「自身のオンライン行動に関して監督する権限があるのは,直属のマネージャであって,IT部門ではないと考える従業員が多い」。米Cisco Systemsが米国時間11月6日,在宅勤務者など社外で業務を行うリモート・ワーカーを対象とした意識調査の結果を発表した。

 米国,フランス,オーストラリア,ブラジル,中国,英国の6カ国では,従業員自身のオンライン行動に関する権限を持っているのは,「IT部門ではなく,直属のマネージャ」と考えるリモート・ワーカーが過半数を超えた。一方,インド,イタリア,日本,ドイツでは,監督の権限を持つのは「直属のマネージャでなく,IT部門」とする回答が過半数を占めた。

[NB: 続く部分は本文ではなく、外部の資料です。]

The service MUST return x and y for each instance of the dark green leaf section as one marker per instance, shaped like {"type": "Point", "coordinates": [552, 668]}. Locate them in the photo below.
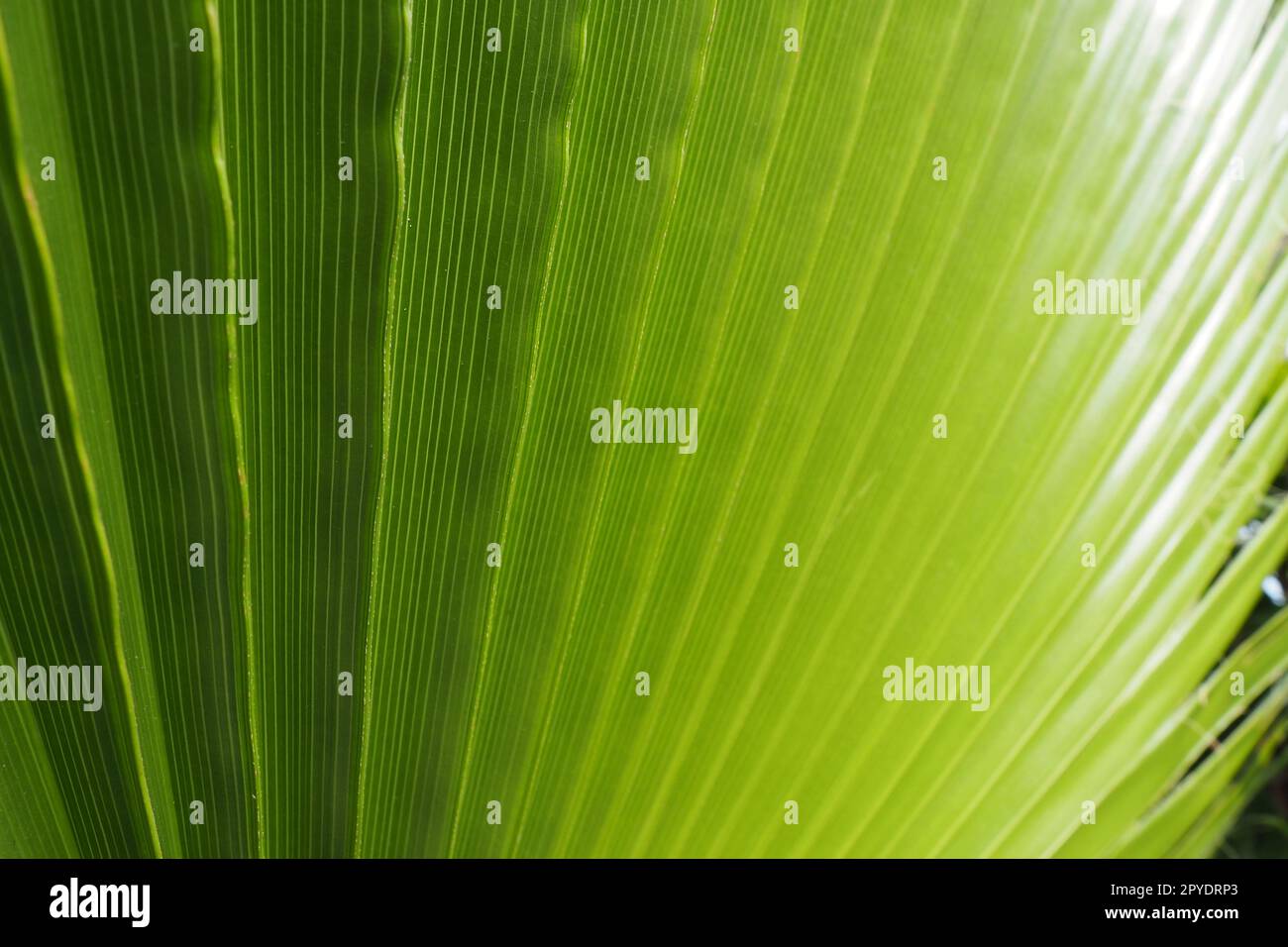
{"type": "Point", "coordinates": [304, 85]}
{"type": "Point", "coordinates": [484, 144]}
{"type": "Point", "coordinates": [68, 776]}
{"type": "Point", "coordinates": [137, 198]}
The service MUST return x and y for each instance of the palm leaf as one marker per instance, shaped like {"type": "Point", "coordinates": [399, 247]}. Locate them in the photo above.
{"type": "Point", "coordinates": [497, 266]}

 調査は,米国,英国,フランス,ドイツ,イタリア,日本,中国,インド,オーストラリア,ブラジルの10カ国において,リモート・ワーカー1000人と,IT部門の意志決定者1000人に対して行った。調査対象となったリモート・ワーカーはITプロフェッショナルでない。このため,販売,マーケティング,経理,人事,顧客サポートといった部門のマネージャが,IT部門と同等あるいはそれを上回る権限を持つと考える従業員が多いことになる。

 また,「誰にも干渉されたくない」という意見も全体の13%を占めた。フランス(38%)とイタリア(35%)がとりわけ多かったものの,日本(22%),米国(14%),オーストラリア(14%)も世界平均値を上回った。

 調査結果におけるリモート・ワーカーの考え方には,各国の社会的風潮や企業文化が顕著に表れた。「例えば,ドイツではIT部門が監督すべきという回答は71%に達するが,マネージャもその役割を担っているいう回答が3分の1,同僚も何らかの役割を果たしているという回答が4分の1を占めた。ドイツでは,全社をあげて情報セキュリティに取り組むべきという風潮が強いようだ」(同社Security Solutions Marketing部門担当副社長のJeff Platon氏)。

 なお,リモート・ワーカーによるセキュリティ・リスクの高い行為には,隣人の無線ネットワークへのアクセス,不審な電子メールの開封,個人のデバイスを使った企業ファイルへのアクセス,業務用コンピュータの他人との共有などがある。